Toka Tū Ake EQC (Earthquake Commission) has awarded 14 research teams a total of more than $1.2 million in this year’s Biennial Grants round. These research projects aim to help better understand our natural hazard risks and find ways to reduce the impact of those hazards.

Toka Tū Ake EQC wants to ensure natural hazard resilience becomes embedded in all aspects of decision-making for homes, towns, and cities in Aotearoa New Zealand. Investing in research and translating that will reduce our vulnerability to natural hazard events.

The Biennial Grants have been running since 1989 as part of our contestable funding and are awarded every two years. Successful grants are aligned with the Toka Tū Ake research investment priorities, including research that empowers people, quantifies hazards and their impacts, looks at smarter land use, governance and economics and resilient buildings. This year there were nearly 80 expressions of interest.

Head of Research Dr Natalie Balfour says each of the 14 research projects will help understand New Zealand’s natural hazard risk and reduce the impact on people and property when events do happen.

“The successful projects cover most of our natural hazards from volcanoes to landslides, and many of the projects incorporate effects of climate change on these hazards, such as one on slope hazard hotspots in Aotearoa’s changing climate.”

Some also include mātauranga Māori or are led by Māori researchers, such as one project about coastal inundation losses on Māori assets in the southern Marlborough district which will integrate Te Ao Māori with contemporary science to analyse coastal inundation losses for adaptive resilience.”
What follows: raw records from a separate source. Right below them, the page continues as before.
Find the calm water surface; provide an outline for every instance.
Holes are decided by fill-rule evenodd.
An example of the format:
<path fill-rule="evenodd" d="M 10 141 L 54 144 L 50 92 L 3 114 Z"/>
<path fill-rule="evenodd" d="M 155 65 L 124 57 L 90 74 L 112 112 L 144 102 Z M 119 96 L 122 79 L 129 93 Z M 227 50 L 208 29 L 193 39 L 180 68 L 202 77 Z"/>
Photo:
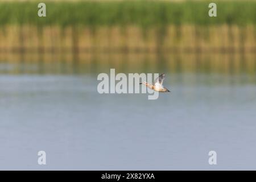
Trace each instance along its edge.
<path fill-rule="evenodd" d="M 256 169 L 255 75 L 166 72 L 156 100 L 100 94 L 98 73 L 1 74 L 0 169 Z"/>

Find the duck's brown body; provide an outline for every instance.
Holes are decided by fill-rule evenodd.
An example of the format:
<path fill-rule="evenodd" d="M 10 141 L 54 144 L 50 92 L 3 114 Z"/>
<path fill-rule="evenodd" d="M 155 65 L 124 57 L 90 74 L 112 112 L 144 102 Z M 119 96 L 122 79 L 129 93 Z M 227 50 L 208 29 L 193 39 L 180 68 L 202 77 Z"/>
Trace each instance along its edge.
<path fill-rule="evenodd" d="M 163 86 L 160 85 L 159 84 L 155 84 L 155 85 L 153 85 L 152 84 L 148 84 L 147 82 L 146 82 L 146 81 L 143 81 L 141 84 L 145 85 L 148 88 L 149 88 L 150 89 L 154 90 L 156 92 L 170 92 L 166 88 L 163 87 Z"/>

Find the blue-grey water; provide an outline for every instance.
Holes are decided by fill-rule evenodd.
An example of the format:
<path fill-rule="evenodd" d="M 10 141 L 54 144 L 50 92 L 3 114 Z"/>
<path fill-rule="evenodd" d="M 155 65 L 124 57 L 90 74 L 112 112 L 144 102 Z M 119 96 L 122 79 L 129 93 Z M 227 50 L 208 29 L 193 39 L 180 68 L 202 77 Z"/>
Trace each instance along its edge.
<path fill-rule="evenodd" d="M 0 75 L 0 169 L 256 169 L 255 78 L 166 75 L 156 100 L 100 94 L 97 74 Z"/>

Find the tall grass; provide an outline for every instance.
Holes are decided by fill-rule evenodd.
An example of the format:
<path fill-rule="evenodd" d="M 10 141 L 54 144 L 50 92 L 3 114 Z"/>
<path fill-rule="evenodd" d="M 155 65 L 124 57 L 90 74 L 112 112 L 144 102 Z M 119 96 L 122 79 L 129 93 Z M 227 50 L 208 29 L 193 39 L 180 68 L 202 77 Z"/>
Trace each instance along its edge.
<path fill-rule="evenodd" d="M 46 18 L 37 15 L 39 2 L 0 2 L 0 26 L 131 24 L 147 27 L 170 24 L 256 24 L 255 1 L 216 1 L 217 16 L 214 18 L 208 16 L 210 2 L 205 1 L 46 2 Z"/>

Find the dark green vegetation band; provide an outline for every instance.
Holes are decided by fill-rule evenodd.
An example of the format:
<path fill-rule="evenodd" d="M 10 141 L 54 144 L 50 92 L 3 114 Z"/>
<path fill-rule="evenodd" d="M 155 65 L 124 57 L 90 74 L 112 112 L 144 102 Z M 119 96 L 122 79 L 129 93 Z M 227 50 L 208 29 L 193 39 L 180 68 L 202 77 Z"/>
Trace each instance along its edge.
<path fill-rule="evenodd" d="M 0 2 L 0 26 L 126 26 L 143 27 L 167 24 L 256 24 L 256 2 L 211 1 L 217 5 L 217 16 L 208 16 L 210 2 L 115 1 L 46 2 L 47 17 L 38 16 L 39 2 Z"/>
“Investing in science and research is critical, as is translating it into tangible and appropriate outputs for others to use. If we can put sound data and research into the hands of key decision-makers like policy makers, local councils, designers, engineers, builders and most importantly, the New Zealand public, that’s when we can start making a difference.,” Dr Balfour says.

She said results from previous Toka Tū Ake investments have led to new building design guidance for engineers, identifying at-risk land, and detailed information for planners and emergency managers about the likely impacts of natural hazards across the country.

This year Toka Tū Ake continued special allocations to ensure there are more opportunities for Māori relevant research and early-career researchers.

“We were delighted with the response to this year’s grant round and pleased to be supporting fantastic projects that broaden the focus of our research programme to deliver new knowledge for Aotearoa New Zealand’s resilience. The quality of the proposals was exceptionally high.”

Along with funding the Biennial Grants, Toka Tū Ake invests in research at universities across New Zealand, supports regional and community organisations in research on natural hazards and risk reduction, as well as contributing to systems and programmes such as the GeoNet New Zealand’s natural hazard monitoring system.